Development of mutism can occur days to weeks post-surgery.
Mutism is usually transient, resolving with ataxic dysarthria following.
Apraxia and Mutism- slide 15
AOS can lead to acute mutism post-stroke.
Rarely persistent beyond initial phases.
Prolonged mutism may indicate other complications such as dysarthria or cognitive deficits.
if they have AOS, they can be mute for a long time
Case Studies Analysis
Case 1: 65-Year-Old Woman
Condition after stroke, demonstrated anarthria with significant cognitive deficits.
Communication limited to nonverbal (head nods and eye blinks).
just bc someone cannot speak, does not mean they cannot develop some form of communication!!!!! find a way they can communicate to you!
Case 2: 5-Year-Old Boy with Postoperative Mutism
Developed mutism following fourth ventricle tumor surgery; cognitive and motor abilities gradually emerged over time.
Suggestive of cerebellar mutism or AOS without clear psychogenic component.
Chapter Summary
Origins of Mutism: Varied, includes neurologic origins (acquired conditions).

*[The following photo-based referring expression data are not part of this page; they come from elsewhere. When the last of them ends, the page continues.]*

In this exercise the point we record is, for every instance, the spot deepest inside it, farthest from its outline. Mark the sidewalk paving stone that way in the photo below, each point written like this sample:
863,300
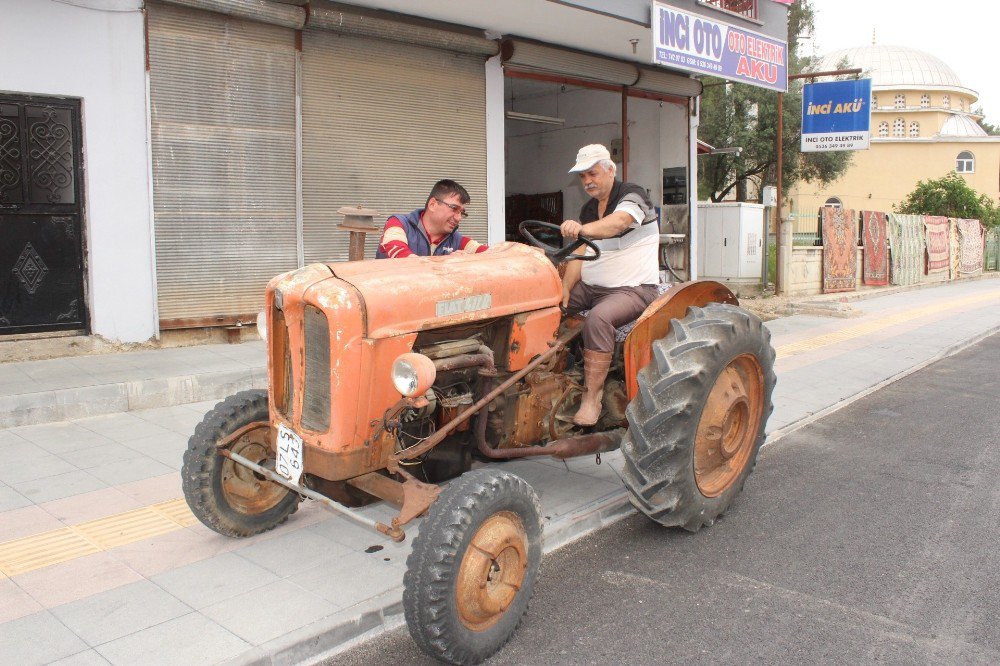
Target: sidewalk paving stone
120,612
189,640
37,639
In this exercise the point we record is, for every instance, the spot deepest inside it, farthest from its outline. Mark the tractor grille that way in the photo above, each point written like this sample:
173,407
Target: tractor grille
316,398
281,360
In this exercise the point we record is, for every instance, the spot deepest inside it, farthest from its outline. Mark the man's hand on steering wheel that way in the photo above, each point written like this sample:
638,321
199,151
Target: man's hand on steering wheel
557,255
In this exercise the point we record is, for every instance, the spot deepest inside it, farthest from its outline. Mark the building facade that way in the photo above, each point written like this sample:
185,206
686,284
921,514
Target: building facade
922,127
209,143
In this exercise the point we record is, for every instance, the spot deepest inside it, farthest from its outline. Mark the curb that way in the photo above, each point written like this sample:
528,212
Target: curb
330,636
80,402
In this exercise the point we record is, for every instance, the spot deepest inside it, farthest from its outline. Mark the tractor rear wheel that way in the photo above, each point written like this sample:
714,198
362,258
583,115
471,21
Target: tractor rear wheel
698,421
473,567
225,496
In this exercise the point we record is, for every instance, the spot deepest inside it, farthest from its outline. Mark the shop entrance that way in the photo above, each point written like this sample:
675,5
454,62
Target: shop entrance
41,255
549,118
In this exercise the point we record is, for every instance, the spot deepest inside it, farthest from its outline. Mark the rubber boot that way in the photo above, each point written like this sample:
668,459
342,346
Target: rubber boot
595,370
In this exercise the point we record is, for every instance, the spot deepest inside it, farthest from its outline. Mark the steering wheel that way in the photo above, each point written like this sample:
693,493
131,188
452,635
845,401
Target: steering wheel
557,255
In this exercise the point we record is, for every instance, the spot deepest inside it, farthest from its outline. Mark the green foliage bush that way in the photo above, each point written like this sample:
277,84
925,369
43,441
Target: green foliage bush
950,196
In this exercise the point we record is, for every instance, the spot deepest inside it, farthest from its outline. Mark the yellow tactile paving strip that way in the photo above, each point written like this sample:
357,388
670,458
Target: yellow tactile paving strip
68,543
882,323
48,548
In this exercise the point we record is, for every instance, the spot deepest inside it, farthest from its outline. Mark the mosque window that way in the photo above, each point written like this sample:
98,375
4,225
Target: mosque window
965,163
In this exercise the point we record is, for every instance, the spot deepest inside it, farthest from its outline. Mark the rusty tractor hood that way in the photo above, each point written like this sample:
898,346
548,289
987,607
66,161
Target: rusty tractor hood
416,293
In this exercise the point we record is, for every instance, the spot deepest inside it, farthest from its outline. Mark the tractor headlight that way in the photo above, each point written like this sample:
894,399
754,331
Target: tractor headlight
262,325
413,374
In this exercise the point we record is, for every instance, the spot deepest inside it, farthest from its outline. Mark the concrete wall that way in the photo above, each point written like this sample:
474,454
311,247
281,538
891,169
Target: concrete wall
539,156
93,50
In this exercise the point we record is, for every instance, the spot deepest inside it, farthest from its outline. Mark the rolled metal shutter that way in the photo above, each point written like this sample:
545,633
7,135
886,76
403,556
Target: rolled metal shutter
381,122
222,93
667,83
531,57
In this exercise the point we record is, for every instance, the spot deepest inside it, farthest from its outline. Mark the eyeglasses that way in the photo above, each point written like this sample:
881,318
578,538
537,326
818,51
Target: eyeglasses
455,208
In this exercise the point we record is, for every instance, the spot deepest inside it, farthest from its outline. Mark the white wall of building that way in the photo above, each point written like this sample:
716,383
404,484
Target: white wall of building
94,50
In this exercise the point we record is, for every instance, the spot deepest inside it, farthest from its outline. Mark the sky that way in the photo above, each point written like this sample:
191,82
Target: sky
962,33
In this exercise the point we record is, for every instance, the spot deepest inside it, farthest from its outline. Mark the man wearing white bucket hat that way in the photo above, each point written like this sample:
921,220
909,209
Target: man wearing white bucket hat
618,285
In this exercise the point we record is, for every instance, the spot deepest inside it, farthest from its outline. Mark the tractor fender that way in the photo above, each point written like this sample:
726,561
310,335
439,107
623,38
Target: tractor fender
654,322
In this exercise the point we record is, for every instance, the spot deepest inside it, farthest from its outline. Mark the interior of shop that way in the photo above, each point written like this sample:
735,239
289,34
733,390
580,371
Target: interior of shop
548,121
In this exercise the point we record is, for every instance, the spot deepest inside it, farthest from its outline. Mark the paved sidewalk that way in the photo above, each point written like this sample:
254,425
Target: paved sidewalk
100,561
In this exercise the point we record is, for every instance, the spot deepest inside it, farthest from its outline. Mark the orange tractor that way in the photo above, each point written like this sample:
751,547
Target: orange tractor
387,378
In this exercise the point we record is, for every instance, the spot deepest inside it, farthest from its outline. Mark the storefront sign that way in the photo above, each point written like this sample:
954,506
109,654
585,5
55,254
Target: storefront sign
706,46
836,116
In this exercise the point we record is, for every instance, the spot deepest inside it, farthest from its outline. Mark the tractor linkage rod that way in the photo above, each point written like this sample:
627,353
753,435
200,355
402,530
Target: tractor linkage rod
393,533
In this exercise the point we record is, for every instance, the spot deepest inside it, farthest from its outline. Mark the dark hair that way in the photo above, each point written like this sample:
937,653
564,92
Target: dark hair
446,188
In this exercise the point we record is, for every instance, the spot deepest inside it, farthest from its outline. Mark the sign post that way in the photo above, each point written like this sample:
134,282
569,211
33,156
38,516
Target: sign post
703,45
836,115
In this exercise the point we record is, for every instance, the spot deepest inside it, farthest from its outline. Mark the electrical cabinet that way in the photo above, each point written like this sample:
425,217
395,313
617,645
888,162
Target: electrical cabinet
731,242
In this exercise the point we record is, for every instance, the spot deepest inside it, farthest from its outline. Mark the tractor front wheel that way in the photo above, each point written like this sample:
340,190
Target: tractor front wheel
698,421
231,499
473,567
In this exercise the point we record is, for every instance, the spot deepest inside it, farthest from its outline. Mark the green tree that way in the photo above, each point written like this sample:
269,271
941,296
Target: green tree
950,196
735,114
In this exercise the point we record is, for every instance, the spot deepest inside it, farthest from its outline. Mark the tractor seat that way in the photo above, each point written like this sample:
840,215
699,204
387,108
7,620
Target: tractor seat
622,331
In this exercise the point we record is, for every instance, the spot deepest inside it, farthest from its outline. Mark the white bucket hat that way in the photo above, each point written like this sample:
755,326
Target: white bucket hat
589,156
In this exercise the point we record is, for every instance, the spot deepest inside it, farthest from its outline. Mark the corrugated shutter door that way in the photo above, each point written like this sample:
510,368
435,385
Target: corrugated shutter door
381,122
223,144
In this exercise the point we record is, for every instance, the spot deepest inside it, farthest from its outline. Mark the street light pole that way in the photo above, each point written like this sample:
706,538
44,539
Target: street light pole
778,287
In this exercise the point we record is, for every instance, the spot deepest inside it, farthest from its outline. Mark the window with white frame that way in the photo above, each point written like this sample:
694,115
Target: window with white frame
965,162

Anarthric Mutism: Resulting from bilateral neurologic damage; often brainstem involvement.
Locked-In Syndrome: Characterized by mutism and quadriplegia with preserved cognition.

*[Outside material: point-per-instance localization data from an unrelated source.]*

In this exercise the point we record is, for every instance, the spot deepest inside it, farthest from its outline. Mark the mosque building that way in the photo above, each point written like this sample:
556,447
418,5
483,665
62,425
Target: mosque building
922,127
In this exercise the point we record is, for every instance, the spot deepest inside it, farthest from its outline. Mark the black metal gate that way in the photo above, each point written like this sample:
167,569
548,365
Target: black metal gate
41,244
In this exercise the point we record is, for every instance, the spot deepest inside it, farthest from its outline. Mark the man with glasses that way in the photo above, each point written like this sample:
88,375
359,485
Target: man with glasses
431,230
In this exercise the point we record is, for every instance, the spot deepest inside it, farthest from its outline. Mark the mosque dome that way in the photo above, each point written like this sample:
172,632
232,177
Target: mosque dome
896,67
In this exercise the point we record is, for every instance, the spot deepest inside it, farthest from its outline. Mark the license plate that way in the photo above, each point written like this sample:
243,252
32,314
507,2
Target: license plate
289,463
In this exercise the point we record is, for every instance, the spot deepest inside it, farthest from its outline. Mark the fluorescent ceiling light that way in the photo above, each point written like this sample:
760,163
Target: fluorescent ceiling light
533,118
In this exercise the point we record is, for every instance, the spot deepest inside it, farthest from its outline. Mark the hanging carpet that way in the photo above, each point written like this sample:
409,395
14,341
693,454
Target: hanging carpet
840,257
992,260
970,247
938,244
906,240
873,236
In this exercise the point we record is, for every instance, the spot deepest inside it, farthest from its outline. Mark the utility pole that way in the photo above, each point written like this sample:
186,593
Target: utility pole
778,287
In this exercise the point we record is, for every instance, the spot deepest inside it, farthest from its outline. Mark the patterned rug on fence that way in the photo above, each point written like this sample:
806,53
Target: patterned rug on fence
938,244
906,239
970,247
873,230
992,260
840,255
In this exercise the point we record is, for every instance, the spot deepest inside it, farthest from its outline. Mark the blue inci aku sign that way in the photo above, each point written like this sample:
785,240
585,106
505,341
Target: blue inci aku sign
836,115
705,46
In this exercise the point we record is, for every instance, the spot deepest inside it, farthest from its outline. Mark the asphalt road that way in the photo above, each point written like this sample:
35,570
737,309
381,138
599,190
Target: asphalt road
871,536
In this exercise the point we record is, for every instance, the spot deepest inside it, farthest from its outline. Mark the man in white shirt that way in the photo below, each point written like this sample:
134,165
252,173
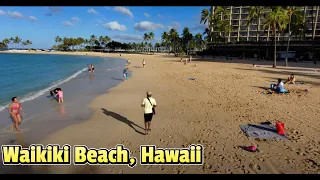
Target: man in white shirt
149,105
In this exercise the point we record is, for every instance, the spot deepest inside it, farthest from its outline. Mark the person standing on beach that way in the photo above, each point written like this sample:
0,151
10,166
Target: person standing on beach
14,109
89,68
125,73
60,96
143,62
92,68
149,104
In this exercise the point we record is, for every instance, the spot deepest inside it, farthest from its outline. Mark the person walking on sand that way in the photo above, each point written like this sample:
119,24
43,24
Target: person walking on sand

Associated Conditions: Various neurologic pathologies lead to different mutism types.
Acute Stroke Impact: Mutism may develop with AOS; persistence may indicate further issues.
Cognitive/Affective Factors: Distinct from motor explanations contributing to mutism.
Neurologic Events: Specific neurologic incidents can trigger mutism, highlighting need for a detailed clinical assessment.